António Costa, primeiro-ministro de Portugal, garante (seja lá o que isso for) que houve “absoluto consenso” entre governo e Presidência da República quanto à questão da substituição da Procuradora-Geral da República (PGR), negando que a animosidade com Angola (caso Manuel Vicente) tenha estado na origem da substituição de Joana Marques Vidal por Lucília Gago. Alguém acredita?

Paulo de Morais, presidente da portuguesa Frente Cívica, nunca teve dúvidas: “Francisca Van Dunem, Ministra portuguesa da Justiça, prestou um serviço ao regime de Angola, traindo Portugal”.

Estamos a falar do caso Manuel Vicente. Recorde-se que João Lourenço disse no início deste processo que o Governo angolano “não tinha pressa” e que “a bola não está do nosso lado, está do lado de Portugal”. A resposta portuguesa, indirecta mas com o rabo de fora, não demorou a chegar.

“Nós não estamos a pedir que ele seja absolvido, que o processo seja arquivado, nós não somos juízes, não temos competência para dizer se o engenheiro Manuel Vicente cometeu ou não cometeu o crime de que é acusado.
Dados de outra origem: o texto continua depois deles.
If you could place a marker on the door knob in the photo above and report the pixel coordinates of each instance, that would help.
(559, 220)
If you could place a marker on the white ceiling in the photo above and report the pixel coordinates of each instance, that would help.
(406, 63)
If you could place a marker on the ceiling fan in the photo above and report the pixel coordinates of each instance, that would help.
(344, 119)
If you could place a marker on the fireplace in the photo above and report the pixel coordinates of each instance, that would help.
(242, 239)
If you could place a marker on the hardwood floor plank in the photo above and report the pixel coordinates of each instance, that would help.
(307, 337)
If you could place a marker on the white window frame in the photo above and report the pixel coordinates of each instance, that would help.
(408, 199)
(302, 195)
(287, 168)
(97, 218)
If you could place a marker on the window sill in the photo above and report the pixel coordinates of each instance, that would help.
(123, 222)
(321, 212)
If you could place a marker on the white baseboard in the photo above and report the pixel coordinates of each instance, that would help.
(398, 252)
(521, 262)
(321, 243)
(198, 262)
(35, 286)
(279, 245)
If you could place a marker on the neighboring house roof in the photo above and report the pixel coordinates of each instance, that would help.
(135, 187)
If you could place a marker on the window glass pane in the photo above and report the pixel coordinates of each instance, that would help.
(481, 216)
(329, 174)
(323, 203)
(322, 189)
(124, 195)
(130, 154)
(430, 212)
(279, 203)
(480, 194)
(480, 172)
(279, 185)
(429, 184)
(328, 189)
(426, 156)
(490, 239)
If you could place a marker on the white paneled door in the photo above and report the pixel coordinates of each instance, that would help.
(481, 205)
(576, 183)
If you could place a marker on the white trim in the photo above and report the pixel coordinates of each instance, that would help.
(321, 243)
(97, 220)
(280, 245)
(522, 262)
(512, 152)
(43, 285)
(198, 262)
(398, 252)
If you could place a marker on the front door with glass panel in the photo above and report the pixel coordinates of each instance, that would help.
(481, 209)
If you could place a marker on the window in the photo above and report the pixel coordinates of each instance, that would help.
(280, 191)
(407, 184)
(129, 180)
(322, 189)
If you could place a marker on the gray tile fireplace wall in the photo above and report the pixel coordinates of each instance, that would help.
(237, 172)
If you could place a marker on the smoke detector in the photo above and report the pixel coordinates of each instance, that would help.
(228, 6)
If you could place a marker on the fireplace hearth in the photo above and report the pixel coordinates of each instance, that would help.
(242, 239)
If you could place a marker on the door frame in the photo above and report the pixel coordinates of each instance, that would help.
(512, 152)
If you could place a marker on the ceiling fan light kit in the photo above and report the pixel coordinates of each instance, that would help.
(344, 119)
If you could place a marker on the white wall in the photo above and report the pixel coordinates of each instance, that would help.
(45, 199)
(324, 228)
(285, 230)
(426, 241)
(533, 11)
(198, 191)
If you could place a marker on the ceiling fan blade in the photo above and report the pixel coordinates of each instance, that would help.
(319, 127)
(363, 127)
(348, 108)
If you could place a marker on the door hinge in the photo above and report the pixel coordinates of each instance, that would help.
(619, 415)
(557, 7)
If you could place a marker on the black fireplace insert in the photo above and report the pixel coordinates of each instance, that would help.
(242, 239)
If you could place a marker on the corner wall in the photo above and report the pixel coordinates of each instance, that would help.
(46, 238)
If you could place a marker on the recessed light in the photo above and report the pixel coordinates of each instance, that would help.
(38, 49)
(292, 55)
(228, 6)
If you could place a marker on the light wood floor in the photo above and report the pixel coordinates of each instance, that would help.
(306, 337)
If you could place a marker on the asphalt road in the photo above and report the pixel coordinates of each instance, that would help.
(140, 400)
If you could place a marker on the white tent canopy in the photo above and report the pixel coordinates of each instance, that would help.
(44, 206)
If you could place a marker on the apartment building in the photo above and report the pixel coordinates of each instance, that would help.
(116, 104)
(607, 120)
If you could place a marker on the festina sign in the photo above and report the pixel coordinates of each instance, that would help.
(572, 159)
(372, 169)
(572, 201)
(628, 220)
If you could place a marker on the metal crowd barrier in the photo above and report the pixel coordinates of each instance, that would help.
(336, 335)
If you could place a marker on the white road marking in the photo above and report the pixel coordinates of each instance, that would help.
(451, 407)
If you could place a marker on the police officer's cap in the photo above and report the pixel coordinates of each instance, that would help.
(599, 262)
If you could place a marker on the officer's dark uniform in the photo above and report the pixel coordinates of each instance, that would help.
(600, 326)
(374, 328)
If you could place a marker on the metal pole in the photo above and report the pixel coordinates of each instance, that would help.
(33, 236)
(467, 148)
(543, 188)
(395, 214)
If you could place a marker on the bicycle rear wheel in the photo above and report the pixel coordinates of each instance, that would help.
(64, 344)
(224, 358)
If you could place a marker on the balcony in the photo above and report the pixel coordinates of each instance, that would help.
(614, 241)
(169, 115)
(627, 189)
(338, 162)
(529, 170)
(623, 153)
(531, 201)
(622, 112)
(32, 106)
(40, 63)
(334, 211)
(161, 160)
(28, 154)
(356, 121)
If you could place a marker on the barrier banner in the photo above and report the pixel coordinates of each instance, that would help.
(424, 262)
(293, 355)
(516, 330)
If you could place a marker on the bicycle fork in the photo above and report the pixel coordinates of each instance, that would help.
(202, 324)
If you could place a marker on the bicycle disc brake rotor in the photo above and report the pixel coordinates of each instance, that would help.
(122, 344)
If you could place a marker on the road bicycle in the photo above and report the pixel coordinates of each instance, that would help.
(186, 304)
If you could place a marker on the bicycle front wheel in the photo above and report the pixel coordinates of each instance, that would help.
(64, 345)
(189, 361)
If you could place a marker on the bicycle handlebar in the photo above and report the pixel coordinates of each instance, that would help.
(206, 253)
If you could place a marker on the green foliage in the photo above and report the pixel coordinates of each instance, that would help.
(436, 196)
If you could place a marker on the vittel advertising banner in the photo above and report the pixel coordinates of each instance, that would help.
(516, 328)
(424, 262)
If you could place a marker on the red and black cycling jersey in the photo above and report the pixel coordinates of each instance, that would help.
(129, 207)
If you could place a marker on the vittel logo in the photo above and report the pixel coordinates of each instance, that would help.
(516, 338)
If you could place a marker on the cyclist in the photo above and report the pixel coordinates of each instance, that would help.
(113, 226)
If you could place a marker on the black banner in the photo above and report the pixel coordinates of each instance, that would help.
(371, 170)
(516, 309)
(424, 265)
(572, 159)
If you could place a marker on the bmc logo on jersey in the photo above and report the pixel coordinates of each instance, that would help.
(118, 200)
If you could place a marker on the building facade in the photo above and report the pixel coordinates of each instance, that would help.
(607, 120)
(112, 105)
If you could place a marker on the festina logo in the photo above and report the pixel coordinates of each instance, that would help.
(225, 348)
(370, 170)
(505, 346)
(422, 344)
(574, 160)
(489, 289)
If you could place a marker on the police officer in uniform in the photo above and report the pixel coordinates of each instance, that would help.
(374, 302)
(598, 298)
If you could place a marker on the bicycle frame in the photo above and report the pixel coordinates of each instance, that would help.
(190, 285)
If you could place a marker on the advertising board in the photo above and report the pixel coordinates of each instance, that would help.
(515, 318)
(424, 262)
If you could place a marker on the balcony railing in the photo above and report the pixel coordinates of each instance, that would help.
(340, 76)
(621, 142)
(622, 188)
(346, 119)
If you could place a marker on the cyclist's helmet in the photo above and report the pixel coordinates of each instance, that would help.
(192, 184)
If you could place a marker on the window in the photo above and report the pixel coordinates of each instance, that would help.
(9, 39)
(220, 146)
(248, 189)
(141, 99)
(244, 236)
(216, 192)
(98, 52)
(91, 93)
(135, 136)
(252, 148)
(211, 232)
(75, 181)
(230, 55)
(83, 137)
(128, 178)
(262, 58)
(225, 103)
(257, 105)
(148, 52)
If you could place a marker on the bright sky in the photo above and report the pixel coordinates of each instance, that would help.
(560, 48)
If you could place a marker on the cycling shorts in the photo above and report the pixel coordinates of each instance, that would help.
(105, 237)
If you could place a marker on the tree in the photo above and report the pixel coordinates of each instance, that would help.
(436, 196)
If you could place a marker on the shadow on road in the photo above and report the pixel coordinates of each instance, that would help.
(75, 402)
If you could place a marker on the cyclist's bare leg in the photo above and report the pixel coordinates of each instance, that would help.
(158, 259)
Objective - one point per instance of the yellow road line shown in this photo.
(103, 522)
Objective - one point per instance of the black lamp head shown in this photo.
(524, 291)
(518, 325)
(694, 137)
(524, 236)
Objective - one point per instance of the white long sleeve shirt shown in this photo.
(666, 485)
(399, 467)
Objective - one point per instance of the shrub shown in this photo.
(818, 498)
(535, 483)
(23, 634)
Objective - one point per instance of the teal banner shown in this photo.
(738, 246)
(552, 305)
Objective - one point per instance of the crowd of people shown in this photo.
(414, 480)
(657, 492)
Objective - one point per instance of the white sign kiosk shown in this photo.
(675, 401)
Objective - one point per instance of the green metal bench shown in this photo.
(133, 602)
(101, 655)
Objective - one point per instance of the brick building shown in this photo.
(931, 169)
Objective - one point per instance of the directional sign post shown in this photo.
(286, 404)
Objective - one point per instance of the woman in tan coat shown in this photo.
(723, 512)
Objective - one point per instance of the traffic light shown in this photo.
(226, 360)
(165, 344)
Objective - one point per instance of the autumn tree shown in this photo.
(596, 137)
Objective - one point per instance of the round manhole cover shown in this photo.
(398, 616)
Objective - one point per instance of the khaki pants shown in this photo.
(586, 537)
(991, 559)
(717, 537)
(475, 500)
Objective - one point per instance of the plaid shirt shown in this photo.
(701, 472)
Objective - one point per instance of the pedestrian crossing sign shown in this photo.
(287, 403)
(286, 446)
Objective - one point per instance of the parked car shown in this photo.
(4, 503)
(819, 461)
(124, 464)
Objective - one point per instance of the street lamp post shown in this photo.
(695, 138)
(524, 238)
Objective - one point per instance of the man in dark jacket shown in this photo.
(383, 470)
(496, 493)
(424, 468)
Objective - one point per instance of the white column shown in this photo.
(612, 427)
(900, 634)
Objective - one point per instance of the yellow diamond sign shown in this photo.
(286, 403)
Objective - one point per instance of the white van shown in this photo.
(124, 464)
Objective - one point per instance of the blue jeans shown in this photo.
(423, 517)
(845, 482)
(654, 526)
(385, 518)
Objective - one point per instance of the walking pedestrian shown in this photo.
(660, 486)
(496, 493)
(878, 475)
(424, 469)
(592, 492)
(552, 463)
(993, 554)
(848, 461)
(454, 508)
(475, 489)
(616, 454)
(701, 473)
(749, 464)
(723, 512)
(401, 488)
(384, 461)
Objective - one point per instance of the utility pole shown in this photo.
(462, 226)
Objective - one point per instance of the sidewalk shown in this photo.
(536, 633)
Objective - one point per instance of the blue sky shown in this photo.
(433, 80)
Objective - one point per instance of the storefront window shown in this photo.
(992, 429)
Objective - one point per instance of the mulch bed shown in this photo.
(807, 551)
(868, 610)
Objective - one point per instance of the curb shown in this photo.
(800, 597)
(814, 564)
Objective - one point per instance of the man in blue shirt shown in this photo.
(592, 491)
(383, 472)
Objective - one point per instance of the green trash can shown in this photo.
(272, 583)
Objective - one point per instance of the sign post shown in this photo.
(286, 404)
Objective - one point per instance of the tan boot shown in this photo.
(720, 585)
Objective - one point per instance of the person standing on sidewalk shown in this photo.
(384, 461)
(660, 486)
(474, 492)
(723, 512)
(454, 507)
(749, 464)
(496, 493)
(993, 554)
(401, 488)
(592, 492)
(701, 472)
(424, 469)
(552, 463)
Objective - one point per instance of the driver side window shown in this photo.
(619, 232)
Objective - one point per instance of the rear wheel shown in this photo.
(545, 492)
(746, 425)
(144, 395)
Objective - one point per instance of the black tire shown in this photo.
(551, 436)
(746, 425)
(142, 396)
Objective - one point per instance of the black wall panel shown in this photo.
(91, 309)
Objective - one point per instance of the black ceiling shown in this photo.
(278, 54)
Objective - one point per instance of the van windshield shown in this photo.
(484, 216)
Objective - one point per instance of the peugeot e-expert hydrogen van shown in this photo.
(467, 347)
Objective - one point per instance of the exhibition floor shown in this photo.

Isso que fique bem claro”, disse o Presidente da República, que falava nos jardins do Palácio Presidencial, em Luanda, na sua primeira (e até agora única) conferência de imprensa com mais de uma centena de jornalistas de órgãos nacionais e estrangeiros, quando passavam 100 dias após ter chegado à liderança no Governo.

Pois é. Importa, contudo, ver para além do óbvio. “O Presidente angolano, João Lourenço, entrou em conflito aberto com o Ministério Público português, liderado pela Procuradora-Geral Joana Marques Vidal”, afirmou na altura Paulo de Morais, acrescentando que “o diferendo teve origem no julgamento” de Manuel Vicente por corrupção, em Lisboa.

“O regime angolano pretende a transferência do processo para Luanda, o que é manifestamente impossível, porque em Angola Manuel Vicente goza neste momento de imunidade e seria, muito provavelmente, mais tarde, abrangido por uma oportuna amnistia. Tem pois de ser julgado por corrupção em Portugal”, considerou em Janeiro, em declarações ao Folha 8, o presidente da Frente Cívica.

E é neste contexto que, mais uma vez, entra o acocorado e servil funcionamento do Governo de António Costa. “Ora, no mesmo momento em que João Lourenço ameaça Portugal e exige a transferência do processo para Angola, em conflito com Joana Marques Vidal que não permite (e bem!) que tal aconteça – a Ministra da Justiça, Francisca Van Dunem, vem anunciar que a Procuradora-Geral de Portugal está de saída. Ou seja, João Lourenço pode “estar descansado”, porque a actual Procuradora-Geral irá deixar de “importunar” o novo poder angolano”, afirmou na altura Paulo de Morais, acertando na muche.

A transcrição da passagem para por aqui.